One thing that has seemed to be working is avoiding naps during the day and maybe even a little workout as well.  I am trying to perform this dance on chemo where I wear myself out enough to sleep solidly for a few hours, but not letting myself get run down, which is pretty much a feeling you have all the time on chemo.  As I mentioned yesterday, I played Wii for a little while.  Not Wii like kids play, Wii like old people play.  You know, bowling, badminton, ski jump, anything that involves standing in one place, slightly moving, and still calling it "exercise".  Whatever you want to call it, it left me winded after a while.  Today I hopped on our elliptical machine.  A machine I ridiculed when I was younger and thinner.  I would say that only a fat lazy person would use an elliptical machine over a treadmill or stepmill, and as a fat lazy person that was sweating profusely on an elliptical machine today, I realize I was right.  I had high hopes.  In better times, I hop on there hit one of the half hour programs, pump up the resistance, and burn a thousand calories.  Today, I hopped on there, hit the three hundred calorie program, started hurting after fifty calories, crying after seventy five, and called it quits at one hundred.  Baby steps.  Well, funny loopy shaped baby steps.  

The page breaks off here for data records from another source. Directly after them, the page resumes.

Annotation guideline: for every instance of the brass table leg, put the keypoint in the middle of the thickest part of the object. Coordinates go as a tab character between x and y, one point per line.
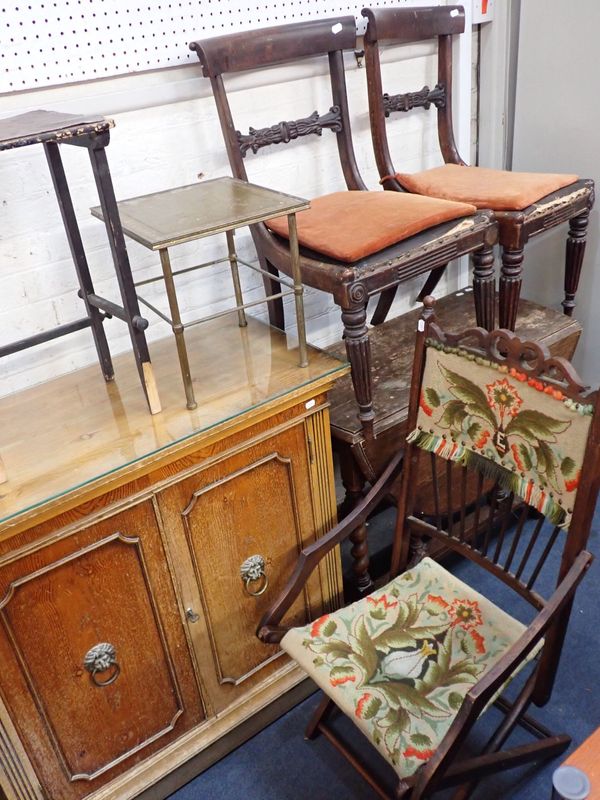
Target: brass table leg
235	274
298	289
178	328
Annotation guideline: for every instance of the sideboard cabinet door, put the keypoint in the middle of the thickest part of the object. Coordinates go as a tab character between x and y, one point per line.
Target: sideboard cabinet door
96	670
255	503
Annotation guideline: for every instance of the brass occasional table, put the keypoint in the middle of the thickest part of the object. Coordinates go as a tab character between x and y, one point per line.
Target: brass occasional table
166	219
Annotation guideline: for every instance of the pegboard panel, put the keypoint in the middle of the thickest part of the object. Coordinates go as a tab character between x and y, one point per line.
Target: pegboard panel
49	42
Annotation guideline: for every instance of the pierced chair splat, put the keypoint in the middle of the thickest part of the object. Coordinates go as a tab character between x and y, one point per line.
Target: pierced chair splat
418	661
354	244
525	204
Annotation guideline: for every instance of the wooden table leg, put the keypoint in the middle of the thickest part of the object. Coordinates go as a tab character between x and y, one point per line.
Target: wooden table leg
510	286
86	287
358	349
484	287
131	310
354	482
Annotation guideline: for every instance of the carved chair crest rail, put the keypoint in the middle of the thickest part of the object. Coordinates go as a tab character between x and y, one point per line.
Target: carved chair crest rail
427	647
525	204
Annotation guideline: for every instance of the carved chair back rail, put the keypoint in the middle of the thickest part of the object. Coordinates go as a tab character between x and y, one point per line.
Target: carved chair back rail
523	424
351	282
525	204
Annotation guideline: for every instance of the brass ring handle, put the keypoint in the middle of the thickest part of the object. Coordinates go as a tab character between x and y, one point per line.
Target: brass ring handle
100	658
252	570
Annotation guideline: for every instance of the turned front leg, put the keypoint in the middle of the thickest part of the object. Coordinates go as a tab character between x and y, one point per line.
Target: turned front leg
484	287
358	350
354	484
511	273
574	259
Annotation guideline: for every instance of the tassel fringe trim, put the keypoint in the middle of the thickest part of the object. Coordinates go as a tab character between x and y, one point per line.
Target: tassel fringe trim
522	487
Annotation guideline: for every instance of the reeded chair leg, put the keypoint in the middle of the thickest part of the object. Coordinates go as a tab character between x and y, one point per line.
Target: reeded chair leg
272	286
323	710
576	242
354	483
510	286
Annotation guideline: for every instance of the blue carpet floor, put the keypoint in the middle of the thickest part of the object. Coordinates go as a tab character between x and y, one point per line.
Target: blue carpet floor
277	763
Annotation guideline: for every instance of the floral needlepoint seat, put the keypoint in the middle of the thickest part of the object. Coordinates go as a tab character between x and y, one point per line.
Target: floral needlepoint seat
504	445
400	662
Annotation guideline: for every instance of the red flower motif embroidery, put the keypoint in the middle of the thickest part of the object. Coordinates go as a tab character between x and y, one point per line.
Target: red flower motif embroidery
423	404
362	701
422	755
482	441
387	604
437	600
342	679
517	457
503	396
466	613
571	485
479	641
318	624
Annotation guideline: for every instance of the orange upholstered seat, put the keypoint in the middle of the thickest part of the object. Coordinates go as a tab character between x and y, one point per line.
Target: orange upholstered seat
351	225
485	188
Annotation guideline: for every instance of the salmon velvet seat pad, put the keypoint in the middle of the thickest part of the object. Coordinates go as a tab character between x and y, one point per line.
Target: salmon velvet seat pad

Whether from wimpy workouts, nausea induced dieting, or just being one heavy nut lighter, the scale did say I lost twelve pounds today!  However, that scale usually doesn't talk to the doctor's scale and tell it how much I have lost, because they have vastly different numbers at times.  Maybe at the doctor's office I should strip naked and get on the scale right after I pee since that is what has been working at home.  That might frighten other people in the waiting room though.  Especially if they aren't aware that I am there for testicular cancer, because they may just see the fresh scar and that one of the boys has gone A.W.O.L. and run out of the office to find a different, non-testicle removing doctor.  At any rate, between the weight change, sleep, exercise, and everything else, I seem to be holding my own against chemo.  It has me a little worried about what I may face as my blood cells continue to drop, but right now I am just focusing on getting better and so far that seems to be working.